Put in proper context, it is understandable why a left-wing ideologue is our President right now, and why the last presidential election turned out the way it did. Think of all that was happening in the Fall of 2008. During the final weeks of the Obama versus McCain battle, multiple longstanding American financial institutions failed, mostly because of their overexposure to risky subprime mortgage loans.
This in turn touched off the failure of several banks in Europe, while the prices of stocks and commodities began to decline worldwide. And as this was happening, several countries temporarily closed down their respective stock markets to try and stop massive stock sell-offs, while the entire country of Iceland nearly slipped in to bankruptcy. Americans lost trillions of dollars in personal wealth, and the world seemed headed for collapse.
Those were dark and frightening days, to be sure. Beginning on October 6 of that year, the Dow Jones industrial average closed lower for five out of next five successive trading days, amid record breaking levels of trading volume. And although it was noted at the time that the daily stock market drops were not as severe as those of the 1987 stock market crash, the economic crisis that was unfolding before our eyes was nonetheless something very unique, and very scary.
Given these and other considerations, it’s not difficult to understand why Americans voted for “change” – and threw out the reigning party in exchange for something different.

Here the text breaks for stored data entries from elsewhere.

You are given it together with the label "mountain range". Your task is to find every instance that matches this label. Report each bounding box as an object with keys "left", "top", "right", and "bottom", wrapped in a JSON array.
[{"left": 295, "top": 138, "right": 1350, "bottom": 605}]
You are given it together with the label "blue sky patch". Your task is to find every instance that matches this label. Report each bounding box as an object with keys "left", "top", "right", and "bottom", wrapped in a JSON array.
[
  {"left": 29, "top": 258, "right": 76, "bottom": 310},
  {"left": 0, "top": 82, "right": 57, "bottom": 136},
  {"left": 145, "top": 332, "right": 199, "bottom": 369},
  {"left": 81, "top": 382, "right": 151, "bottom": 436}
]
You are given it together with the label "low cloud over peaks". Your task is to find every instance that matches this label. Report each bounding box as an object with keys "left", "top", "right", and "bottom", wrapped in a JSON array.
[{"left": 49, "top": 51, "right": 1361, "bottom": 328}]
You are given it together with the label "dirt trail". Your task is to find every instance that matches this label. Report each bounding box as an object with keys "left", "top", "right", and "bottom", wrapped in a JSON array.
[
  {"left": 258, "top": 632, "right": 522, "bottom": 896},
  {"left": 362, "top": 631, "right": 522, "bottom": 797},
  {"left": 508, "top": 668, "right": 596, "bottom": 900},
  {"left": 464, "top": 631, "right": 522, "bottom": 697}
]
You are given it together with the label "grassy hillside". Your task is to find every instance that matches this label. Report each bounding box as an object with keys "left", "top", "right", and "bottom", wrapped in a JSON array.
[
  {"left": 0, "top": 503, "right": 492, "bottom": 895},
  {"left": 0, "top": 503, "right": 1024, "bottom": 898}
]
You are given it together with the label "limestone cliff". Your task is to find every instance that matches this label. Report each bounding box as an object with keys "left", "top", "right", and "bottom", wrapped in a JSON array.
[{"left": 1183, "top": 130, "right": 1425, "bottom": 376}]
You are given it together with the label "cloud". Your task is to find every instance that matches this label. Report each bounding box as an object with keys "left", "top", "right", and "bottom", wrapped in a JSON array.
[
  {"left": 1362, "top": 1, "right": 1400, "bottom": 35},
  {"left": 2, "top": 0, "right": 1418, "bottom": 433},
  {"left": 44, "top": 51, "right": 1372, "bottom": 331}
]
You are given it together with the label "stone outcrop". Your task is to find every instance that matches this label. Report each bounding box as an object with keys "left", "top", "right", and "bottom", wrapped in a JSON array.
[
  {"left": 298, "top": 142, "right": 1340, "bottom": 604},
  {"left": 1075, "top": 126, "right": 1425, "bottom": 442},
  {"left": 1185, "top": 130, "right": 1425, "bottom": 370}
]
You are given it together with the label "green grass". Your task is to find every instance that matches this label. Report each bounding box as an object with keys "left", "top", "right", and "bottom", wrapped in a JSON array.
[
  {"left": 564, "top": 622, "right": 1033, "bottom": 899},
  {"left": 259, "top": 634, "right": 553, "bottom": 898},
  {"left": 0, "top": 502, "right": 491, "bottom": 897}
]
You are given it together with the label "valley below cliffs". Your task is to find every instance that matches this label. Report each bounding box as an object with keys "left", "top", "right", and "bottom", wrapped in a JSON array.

But now, nearly two years into this “something different,” even President Obama’s most ardent supporters are beginning to doubt that we have the right “something.”
President Obama has, in two short years, put in to place a system of tremendous governmental control over the otherwise private economy. On his watch, the President himself has become a de-facto C.E.O. over huge chunks of the economy, with the power to hire and fire executives, establish compensation limits for executive management, and to determine what products and services are produced.
Early on in this process of expansive governmental control, many Americans seemed fine with the President’s plans. Private business executives (so the reasoning went) had proven themselves to be unable or unwilling to “do the right thing” in their positions of leadership, yet President Obama could be trusted implicitly to “do the right thing” (so the reasoning went) if only he obtained enough power.
Yet now that he has the power, President Obama seems to have lost the trust. And the less-than-two-year-old Obama presidency serves as a grim reminder of a basic truth of economics: when it comes to the handling of material resources, everyone – even Barack Obama – operates with their own self-interest. And if there are insufficient checks-and-balances on one’s self interest, the individual can do harm to others.
After the 2008 financial system crisis, it was easy to look with disdain at bankers and executives who ran their enterprises into bankruptcy while still earning fat salaries. But do we examine our politicians with the same type of scrutiny, and do we see their selfishness being acted-out at our collective expense?
If we were so scrutinizing, we’d see a President and Congress that were determined to “pass a healthcare bill” whether we wanted it or not, and went to unthinkable lengths (holding secret legislative meetings, and exempting their political allies from the law) to accomplish their objective.
We’d see a President who is so intent on fulfilling his “environmental” agenda of hybrid car manufacturing, that he is spending our tax dollars to artificially bolster the sales figures of the Chevrolet Volt vehicle (because private individuals are not buying the car in any large measure).
We’d see a President who has dramatically expanded federal payrolls – presumably because government workers frequently make good reliable Democrat voters – all the while our nation suffers the consequences of staggering national debt and excessive government spending.
Indeed, the self interest of our President and his party are raging out of control at the moment. And this very type of self interest is always at the epicenter of the failure of big government economics.